Ja, aber nur mit Verfahren ohne chemische Zusatzstoffe. Heissdampf, Laserablation und Trockeneisstrahlen sind in den Schutzzone II und III zulässig, solange kein Lösemittel eingesetzt wird. In Zone I gelten noch strengere Auflagen, hier ist im Vorfeld die Rücksprache mit der Senatsverwaltung erforderlich. Kontaminiertes Abwasser muss in jedem Fall vakuumabgesaugt und fachgerecht entsorgt werden.

Was kostet der Einsatz eines Wasserrückgewinnungssystems?

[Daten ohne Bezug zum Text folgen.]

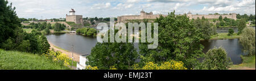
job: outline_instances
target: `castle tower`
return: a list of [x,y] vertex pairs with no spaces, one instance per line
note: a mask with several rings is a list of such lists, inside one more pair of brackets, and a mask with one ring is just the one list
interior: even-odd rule
[[141,19],[143,19],[145,15],[146,15],[146,12],[142,9],[141,11]]
[[187,14],[187,16],[189,18],[189,19],[192,19],[192,14],[191,13],[191,12],[189,11]]
[[69,11],[69,15],[75,15],[75,12],[74,9],[71,8],[71,11]]
[[150,15],[153,15],[153,12],[152,12],[152,11],[150,11]]
[[234,19],[235,20],[237,20],[237,14],[236,13],[230,13],[232,15],[232,18],[233,19]]

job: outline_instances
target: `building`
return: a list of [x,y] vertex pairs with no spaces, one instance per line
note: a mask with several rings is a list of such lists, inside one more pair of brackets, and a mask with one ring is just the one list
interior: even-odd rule
[[85,66],[87,66],[85,64],[85,62],[87,61],[86,56],[88,55],[89,54],[80,55],[79,62],[76,64],[77,70],[83,70],[85,69]]
[[[142,10],[141,11],[140,15],[123,15],[121,16],[117,17],[117,22],[121,23],[127,23],[129,20],[142,20],[142,19],[156,19],[156,18],[159,18],[161,14],[153,14],[153,12],[150,12],[150,13],[147,13]],[[162,15],[163,16],[166,16],[167,15]],[[237,15],[236,13],[231,13],[230,15],[192,15],[192,14],[189,11],[187,14],[187,16],[189,18],[189,19],[197,19],[199,18],[202,18],[204,16],[206,19],[218,19],[220,16],[222,16],[222,18],[226,17],[228,18],[233,19],[237,20]]]
[[83,24],[82,15],[76,15],[74,9],[71,9],[69,11],[69,15],[66,14],[66,22],[72,22],[76,24]]

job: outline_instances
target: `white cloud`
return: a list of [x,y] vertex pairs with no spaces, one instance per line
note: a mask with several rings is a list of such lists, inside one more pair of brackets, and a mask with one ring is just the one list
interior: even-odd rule
[[128,3],[135,3],[135,2],[138,2],[141,0],[127,0],[127,2]]
[[110,7],[111,4],[109,2],[106,3],[97,3],[93,5],[93,6],[91,7],[92,9],[104,9],[108,8]]
[[191,11],[194,14],[252,14],[255,12],[255,0],[9,0],[19,17],[26,18],[65,18],[71,8],[84,17],[109,17],[147,12],[167,14]]

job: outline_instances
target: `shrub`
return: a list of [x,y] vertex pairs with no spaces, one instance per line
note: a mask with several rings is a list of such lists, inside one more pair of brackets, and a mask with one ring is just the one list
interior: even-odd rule
[[243,47],[243,51],[250,55],[255,54],[255,31],[253,28],[246,27],[242,32],[240,41]]
[[52,59],[54,62],[63,64],[65,66],[71,65],[72,59],[69,58],[65,54],[62,53],[60,51],[48,50],[47,53],[44,54],[47,58]]
[[228,36],[232,36],[233,33],[234,33],[234,30],[232,28],[229,28],[229,34],[228,34]]
[[139,68],[139,65],[136,64],[133,66],[134,70],[187,70],[181,61],[175,61],[170,60],[170,61],[164,62],[159,66],[157,63],[152,62],[147,62],[146,65],[142,68]]
[[203,69],[227,70],[232,65],[232,62],[227,54],[226,50],[221,47],[210,49],[203,61]]

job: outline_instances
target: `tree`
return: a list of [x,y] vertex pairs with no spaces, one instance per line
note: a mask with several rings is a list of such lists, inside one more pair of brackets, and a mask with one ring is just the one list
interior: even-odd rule
[[47,53],[51,46],[48,42],[47,39],[45,36],[42,35],[39,37],[39,44],[40,54]]
[[233,28],[229,28],[229,34],[228,35],[228,36],[232,36],[233,33],[234,33],[234,29],[233,29]]
[[96,20],[96,21],[98,21],[98,18],[95,17],[95,18],[94,18],[94,20]]
[[182,61],[189,69],[200,63],[197,58],[204,55],[203,46],[200,42],[200,31],[193,22],[185,15],[176,15],[172,12],[166,17],[160,16],[155,22],[159,24],[159,45],[155,49],[148,49],[150,43],[140,44],[142,63],[174,59]]
[[255,54],[255,29],[246,27],[241,34],[240,41],[243,47],[243,51],[250,55]]
[[204,16],[203,16],[203,17],[202,17],[202,19],[203,19],[203,20],[205,20],[205,18],[204,18]]
[[61,27],[62,27],[62,25],[60,23],[56,23],[54,25],[54,31],[62,31]]
[[232,65],[226,50],[221,47],[210,49],[203,62],[203,69],[208,70],[227,70]]
[[222,21],[222,16],[220,16],[220,17],[218,17],[218,20],[219,21]]
[[220,22],[220,26],[224,26],[225,25],[225,22],[223,20],[221,21]]
[[48,28],[49,29],[52,29],[52,24],[51,23],[47,23],[47,25],[46,25],[46,28]]
[[212,28],[208,20],[197,19],[194,22],[196,27],[200,30],[200,37],[205,40],[209,40],[212,33]]
[[137,55],[132,43],[98,42],[87,56],[86,64],[100,70],[109,70],[114,66],[119,70],[129,69],[135,64]]
[[243,31],[243,28],[246,27],[246,21],[245,18],[242,18],[240,20],[239,20],[238,25],[238,34],[241,34],[242,33],[242,31]]
[[220,28],[220,23],[216,23],[216,27],[217,27],[217,28]]
[[225,16],[225,18],[224,18],[224,19],[223,19],[225,22],[227,22],[228,20],[228,18],[226,18],[226,16]]
[[44,31],[46,32],[46,33],[49,33],[51,32],[51,31],[49,31],[48,28],[46,28],[46,29],[44,29]]
[[[159,66],[160,65],[160,66]],[[133,66],[133,70],[187,70],[181,61],[171,60],[164,62],[160,65],[148,62],[142,67],[139,67],[139,65],[136,64]]]
[[21,27],[19,19],[16,16],[13,3],[7,5],[8,2],[0,0],[0,44],[10,37],[14,37],[14,30]]

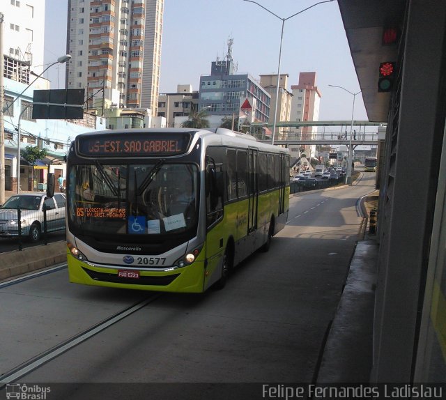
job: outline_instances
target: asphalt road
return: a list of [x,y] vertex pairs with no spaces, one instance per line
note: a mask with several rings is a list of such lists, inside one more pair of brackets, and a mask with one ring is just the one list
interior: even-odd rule
[[[48,233],[47,242],[48,243],[52,243],[54,242],[59,242],[60,240],[66,240],[65,231],[61,231],[59,232],[52,232]],[[43,233],[42,234],[42,239],[37,243],[33,243],[24,238],[22,241],[22,248],[25,249],[26,247],[32,247],[33,246],[40,246],[45,243],[43,240]],[[6,253],[7,252],[12,252],[13,250],[17,250],[19,249],[19,240],[18,239],[8,239],[4,238],[0,238],[0,254]]]
[[[364,174],[356,186],[292,197],[270,251],[246,260],[222,291],[83,286],[68,283],[64,268],[0,285],[3,383],[52,387],[64,399],[142,399],[148,390],[158,399],[254,398],[237,388],[261,399],[261,383],[315,381],[361,222],[358,199],[374,184]],[[252,385],[213,385],[221,383]]]

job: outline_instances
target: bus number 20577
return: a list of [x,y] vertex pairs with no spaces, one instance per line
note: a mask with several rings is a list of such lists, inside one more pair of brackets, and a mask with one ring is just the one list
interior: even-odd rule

Der Mietpreis für ein mobiles Wasserrückgewinnungssystem liegt bei 150 bis 300 Euro pro Tag zuzüglich Anfahrt. Für Hausverwaltungen mit regelmässigen Einsätzen bietet sich der Erwerb eines eigenen Systems an (8.000 bis 15.000 Euro). Der Wasserersparnis und die Vermeidung von Entsorgungskosten gleichen die Investition in der Regel innerhalb von 12 bis 18 Monaten aus.

Wie erkennen wir zertifizierte umweltfreundliche Graffitientferner?

Achten Sie auf das Blaue-Engel-Zeichen (RAL-UZ 134) oder das EU-Ecolabel auf der Produktverpackung. Diese Zertifizierungen garantieren, dass das Produkt keine halogenierten Verbindungen und keine KEV-Stoffe enthält sowie biologisch abbaubar ist. Verlangen Sie vom Dienstleister ein Sicherheitsdatenblatt für jedes eingesetzte Mittel.